At the heels of a recent Civil Cyber-Fraud Initiative related to cybersecurity practices and the False Claims Act (FCA), a cybersecurity-related FCA case has survived a motion for summary judgment, teeing up a trial to determine if the defendants’ cybersecurity compliance disclosures were materially incomplete and if any misstatements were knowingly made.
On February 1, 2022, U.S. District Judge William B. Shubb ruled on cross motions for summary judgment, holding that a promissory fraud claim under the FCA can continue because a genuine dispute of material fact exists regarding the extent to which Aerojet RocketDyne Inc. and Aerojet RocketDyne Holdings, Inc. (Aerojet) disclosed its noncompliance with contract provisions requiring it to safeguard information from cybersecurity threats and implement specific cybersecurity controls.
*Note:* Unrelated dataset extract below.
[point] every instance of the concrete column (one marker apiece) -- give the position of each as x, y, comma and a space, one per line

The case, United States ex rel. Markus v. Aerojet RocketDyne Holdings, Inc., was filed by Aerojet’s former senior director of Cyber Security, Compliance, and Controls. He alleged that Aerojet entered into NASA and U.S. Department of Defense (DoD) contracts knowing it did not meet the minimum cybersecurity standards and subsequently failed to fully disclose its noncompliance with cybersecurity requirements under those contracts.
The former director bases his fraud claim, in part, on Aerojet’s failure to disclose to NASA and DoD the results of annual cybersecurity audits, which found that Aerojet had several high, moderate, and low risk deficiencies and concluded that Aerojet was not fully compliant with the requisite cybersecurity requirements under the NASA and DoD contracts. The Court determined that a reasonable trier of fact could find the audit findings material under the FCA.
The Court also found that cybersecurity compliance may be material under the FCA, where such compliance is an express term of the government contract. As the Court noted, a trier of fact may find that cybersecurity compliance was material to the government because without complete knowledge about compliance the government cannot adequately protect its information.
This decision is an encouraging result for the Justice Department, which launched its Civil Cyber-Fraud Initiative in October 2021 with the stated goal of using the FCA to “hold accountable” those who “put U.S. information or systems at risk by knowingly providing deficient cybersecurity products or services, knowingly misrepresenting their cybersecurity practices or protocols, or knowingly violating obligations to monitor and report cybersecurity and breaches.” Although the Justice Department had not intervened in the action filed several years earlier, it submitted a Statement of Interest in opposition of Aerojet’s position one week after launching that initiative.
In light of this decision and the Justice Department’s initiative, government contractors, grant recipients, and others who receive federal funds should confirm they have implemented sufficient cybersecurity processes, procedures, and controls and ensure they make accurate and fulsome disclosures to government agencies regarding their compliance with applicable cybersecurity requirements.